“Joachim loves music,” replied the stranger, mildly. “He’ll travel all day if I’ll only play and sing to him.”
“Love of music will be the death of friend Joachim, then,” commented Buck.
“Is there a hostelry near by?” asked the other, lifting his old hat politely. With satirical courtesy Buck lifted his—and at that psychological moment the only plug hats in the whole town of Smyrna saluted each other.
“There’s a hossery down the road a ways, and a mannery, too, all run by old Sam Fyles.”
“Crack ’em down, gents,” rasped the parrot. “Twenty can play as well as one.”

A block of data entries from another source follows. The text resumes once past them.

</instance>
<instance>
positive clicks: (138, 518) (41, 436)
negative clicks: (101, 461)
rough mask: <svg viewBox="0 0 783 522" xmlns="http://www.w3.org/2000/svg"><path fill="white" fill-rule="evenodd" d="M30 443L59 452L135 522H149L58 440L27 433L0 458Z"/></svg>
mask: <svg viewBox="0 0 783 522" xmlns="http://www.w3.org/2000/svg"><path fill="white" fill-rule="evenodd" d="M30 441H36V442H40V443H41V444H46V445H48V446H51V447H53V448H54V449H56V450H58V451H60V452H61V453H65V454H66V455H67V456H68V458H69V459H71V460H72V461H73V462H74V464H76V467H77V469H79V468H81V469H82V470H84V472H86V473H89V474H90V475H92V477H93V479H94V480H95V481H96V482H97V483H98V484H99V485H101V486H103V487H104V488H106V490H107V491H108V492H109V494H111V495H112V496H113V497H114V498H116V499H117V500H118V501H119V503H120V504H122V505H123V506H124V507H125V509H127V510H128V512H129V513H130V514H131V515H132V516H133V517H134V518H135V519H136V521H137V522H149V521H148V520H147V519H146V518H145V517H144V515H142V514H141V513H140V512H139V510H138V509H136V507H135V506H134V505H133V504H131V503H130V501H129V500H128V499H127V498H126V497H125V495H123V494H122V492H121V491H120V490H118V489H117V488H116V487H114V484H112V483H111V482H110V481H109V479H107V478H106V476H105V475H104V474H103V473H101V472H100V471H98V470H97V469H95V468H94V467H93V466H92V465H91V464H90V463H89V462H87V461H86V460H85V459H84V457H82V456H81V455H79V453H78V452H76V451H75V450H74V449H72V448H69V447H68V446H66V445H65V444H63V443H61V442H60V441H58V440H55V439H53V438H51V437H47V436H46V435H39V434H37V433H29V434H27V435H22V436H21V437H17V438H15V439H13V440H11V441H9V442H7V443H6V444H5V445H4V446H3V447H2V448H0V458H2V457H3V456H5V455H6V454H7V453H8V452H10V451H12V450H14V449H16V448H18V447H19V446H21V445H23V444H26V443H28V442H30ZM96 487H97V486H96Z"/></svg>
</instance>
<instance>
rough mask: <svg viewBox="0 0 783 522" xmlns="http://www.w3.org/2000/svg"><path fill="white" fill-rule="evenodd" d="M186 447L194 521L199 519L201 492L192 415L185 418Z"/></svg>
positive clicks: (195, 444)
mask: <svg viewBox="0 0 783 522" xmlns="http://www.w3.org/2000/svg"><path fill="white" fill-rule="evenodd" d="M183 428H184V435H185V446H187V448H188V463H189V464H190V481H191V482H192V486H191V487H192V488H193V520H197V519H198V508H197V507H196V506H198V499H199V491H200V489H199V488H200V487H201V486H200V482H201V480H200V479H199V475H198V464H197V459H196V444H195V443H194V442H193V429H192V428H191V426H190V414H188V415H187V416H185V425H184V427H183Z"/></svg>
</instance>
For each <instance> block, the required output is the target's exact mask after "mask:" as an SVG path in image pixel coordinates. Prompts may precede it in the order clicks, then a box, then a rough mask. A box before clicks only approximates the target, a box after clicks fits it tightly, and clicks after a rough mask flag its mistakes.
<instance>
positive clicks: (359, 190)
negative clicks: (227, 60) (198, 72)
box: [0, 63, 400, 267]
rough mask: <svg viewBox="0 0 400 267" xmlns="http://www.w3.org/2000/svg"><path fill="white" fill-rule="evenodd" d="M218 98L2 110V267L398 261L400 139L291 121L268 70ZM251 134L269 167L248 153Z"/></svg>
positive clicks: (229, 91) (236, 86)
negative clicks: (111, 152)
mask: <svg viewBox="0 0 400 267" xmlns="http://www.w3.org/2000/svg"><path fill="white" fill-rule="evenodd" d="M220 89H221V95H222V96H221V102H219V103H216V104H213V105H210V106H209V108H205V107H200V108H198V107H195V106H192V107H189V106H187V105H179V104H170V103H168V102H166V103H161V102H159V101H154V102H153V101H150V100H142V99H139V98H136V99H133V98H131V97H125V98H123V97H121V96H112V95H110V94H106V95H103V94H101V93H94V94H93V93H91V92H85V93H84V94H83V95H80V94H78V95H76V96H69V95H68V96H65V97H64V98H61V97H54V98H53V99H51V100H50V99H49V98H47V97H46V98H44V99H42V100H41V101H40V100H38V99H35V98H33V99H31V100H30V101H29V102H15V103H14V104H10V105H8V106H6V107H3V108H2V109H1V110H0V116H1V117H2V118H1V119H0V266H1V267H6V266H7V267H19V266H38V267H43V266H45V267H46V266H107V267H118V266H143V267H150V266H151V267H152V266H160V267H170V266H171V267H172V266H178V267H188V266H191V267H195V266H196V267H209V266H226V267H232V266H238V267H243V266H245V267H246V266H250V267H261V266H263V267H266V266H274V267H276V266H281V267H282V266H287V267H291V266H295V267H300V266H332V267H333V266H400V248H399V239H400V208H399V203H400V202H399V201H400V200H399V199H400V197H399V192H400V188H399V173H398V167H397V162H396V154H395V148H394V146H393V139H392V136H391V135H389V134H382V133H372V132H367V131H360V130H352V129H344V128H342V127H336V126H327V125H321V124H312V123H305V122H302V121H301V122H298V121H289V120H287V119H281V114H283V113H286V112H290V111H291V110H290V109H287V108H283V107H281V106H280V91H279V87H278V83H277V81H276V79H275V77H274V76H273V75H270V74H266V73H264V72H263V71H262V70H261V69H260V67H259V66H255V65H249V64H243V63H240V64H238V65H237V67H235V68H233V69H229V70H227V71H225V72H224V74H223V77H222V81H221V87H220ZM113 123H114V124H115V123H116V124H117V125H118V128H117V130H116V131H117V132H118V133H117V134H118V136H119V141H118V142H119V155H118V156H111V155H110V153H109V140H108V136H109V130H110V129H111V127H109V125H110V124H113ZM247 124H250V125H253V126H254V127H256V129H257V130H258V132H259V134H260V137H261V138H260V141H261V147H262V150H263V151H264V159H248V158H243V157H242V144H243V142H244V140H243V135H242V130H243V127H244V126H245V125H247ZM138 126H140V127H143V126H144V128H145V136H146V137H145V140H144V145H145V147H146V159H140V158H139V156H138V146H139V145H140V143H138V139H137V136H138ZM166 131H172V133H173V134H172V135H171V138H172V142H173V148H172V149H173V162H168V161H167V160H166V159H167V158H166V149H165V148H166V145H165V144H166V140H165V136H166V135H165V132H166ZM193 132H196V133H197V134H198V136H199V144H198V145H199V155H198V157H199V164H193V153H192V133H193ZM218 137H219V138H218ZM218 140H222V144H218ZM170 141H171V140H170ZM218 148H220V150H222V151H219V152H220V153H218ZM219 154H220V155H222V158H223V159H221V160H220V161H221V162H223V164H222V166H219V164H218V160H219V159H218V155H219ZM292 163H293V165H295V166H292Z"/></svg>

The man under the chaise top pricked up his ears and cast a significant look at the plug hat on the platform. Plug hat on the platform seemed to recognize some affinity in plug hat on the van, and there was an acceleration of mutual interest when the parrot croaked his sentence again.
Buck tipped forward with a clatter of his chair legs and trudged down to the roadside. He walked around the outfit with an inquisitive sniffing of his nose and a crinkling of eyebrows, and at last set himself before the man of the chaise top, his knuckles on his hips.
“Who be I?” he demanded.
The stranger surveyed him for some time, huggling his head down in cowering fashion, so it seemed in the dusk.
“You,” he huskily ventured, “are Buck’s Leviathan Circus and Menagerie; Ivory Buck, Proprietor.”